A quel enjeu répond l’action ?

  1. Professionnel
  • Amélioration du vivre ensemble et de la qualité de vie : la modification de l’espace public relève de l’intérêt général. Les professionnels sont experts pour décider des réalisations les plus pertinentes.

Quelles méthodes participatives ont été employées ?

  1. Les méthodes prévues à l’origine : Une Réunion publique au début du projet a rassemblé 200 personnes. Les habitants du quartier ont été invités par courrier individuel.
  • Les Conseils Consultatifs de Quartier ont eu l’occasion de donner leur point de vue quant à la suppression des places de stationnement. La thématique de la modification du stationnement n’a pas été abordée en réunion publique car le risque de controverse était trop important.
  • Six lettres d’information ont été distribuées dans les boites aux lettres tous les 6 mois. Une plaquette simple et annonçant le calendrier a été distribuée dès le début des travaux.
  1. La vie du projet : Des modifications ont été effectuées suite à certaines réclamations : commerçants qui ont découvert que des containers enterrées seraient installés devant leur magasin. Certains ont pu être déplacés.
  2. Les réponses spécifiques apportées : Des permanences d’information hebdomadaires ont été organisées dans un local sur la place Guérin en présence des agents de la Mairie de Quartier et des techniciens. Un site internet est actualisé quotidiennement et informe de l’avancement des travaux en temps réel.

Quels résultats étaient attendus en termes de participation ?

  • Faire adhérer la population au projet donnant des informations détaillées.
  • Faire valider le diagnostic de défaillance de cet espace public.

Qu’est ce qui permet d’évaluer les résultats ?

  • Les réactions favorables de la population du quartier.
  • Les objectifs de réaménagement de l’espace public sont atteints.

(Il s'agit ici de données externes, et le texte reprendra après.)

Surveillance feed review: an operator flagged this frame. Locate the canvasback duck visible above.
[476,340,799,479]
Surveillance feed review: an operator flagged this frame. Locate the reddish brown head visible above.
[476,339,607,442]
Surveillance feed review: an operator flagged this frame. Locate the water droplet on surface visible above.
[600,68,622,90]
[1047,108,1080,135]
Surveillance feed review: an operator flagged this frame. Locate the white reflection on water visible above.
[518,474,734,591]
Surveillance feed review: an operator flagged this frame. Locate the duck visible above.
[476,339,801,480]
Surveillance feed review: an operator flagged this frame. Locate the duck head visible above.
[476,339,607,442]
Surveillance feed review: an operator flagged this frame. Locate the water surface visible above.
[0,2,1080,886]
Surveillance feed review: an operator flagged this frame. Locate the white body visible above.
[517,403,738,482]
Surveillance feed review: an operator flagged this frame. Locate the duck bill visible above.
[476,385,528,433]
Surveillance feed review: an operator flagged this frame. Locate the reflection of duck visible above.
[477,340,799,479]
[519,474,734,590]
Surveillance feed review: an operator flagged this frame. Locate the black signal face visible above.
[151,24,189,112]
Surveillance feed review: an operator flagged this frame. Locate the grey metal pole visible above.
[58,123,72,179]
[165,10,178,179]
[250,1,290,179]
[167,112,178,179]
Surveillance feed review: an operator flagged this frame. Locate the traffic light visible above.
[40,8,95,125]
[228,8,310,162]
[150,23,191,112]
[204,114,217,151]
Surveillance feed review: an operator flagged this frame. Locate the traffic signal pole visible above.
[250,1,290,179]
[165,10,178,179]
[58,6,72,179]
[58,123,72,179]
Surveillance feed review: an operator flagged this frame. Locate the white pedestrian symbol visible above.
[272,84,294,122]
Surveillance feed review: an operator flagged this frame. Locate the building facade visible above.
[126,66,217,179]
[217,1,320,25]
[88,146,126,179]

Quels résultats sont obtenus en termes de participation ?

  • Un collectif d’habitants et de commerçants s’est constitué pour faire entendre des revendications parfois légitimes. Avec une représentativité relative des intérêts du quartier, il est devenu l’interlocuteur unique de la collectivité dans l’application de son projet, ce qui a pu occulter certaines autres réalités du quartier.
    Un conflit a émané en raison du manque d’informations reçues sur les débuts des travaux.
    Le fait d’être face à un collectif d’habitants a nécessité de la part de la collectivité la mise en oeuvre de moyens très importants pour gérer le conflit.
  • Aujourd’hui les habitants d’autres quartiers de la ville souhaitent profiter du même type de réaménagement urbain.

SYNTHESE


Sur ce projet, l’information a été le registre participatif retenu. L’information ne passant pas toujours, les commerçants ont réagi parfois violemment et se sont constitué en collectif pour faire entendre leur voix auprès de la collectivité. Le conflit a nécessité une adaptation de la part des professionnels pour informer les habitants en temps réel des travaux Une concertation en partenariat avec les acteurs de terrain sur certains aspects aurait peut-être pu éviter le conflit. Consulter les habitants sur leur expertise du quartier peut apporter une plus-value.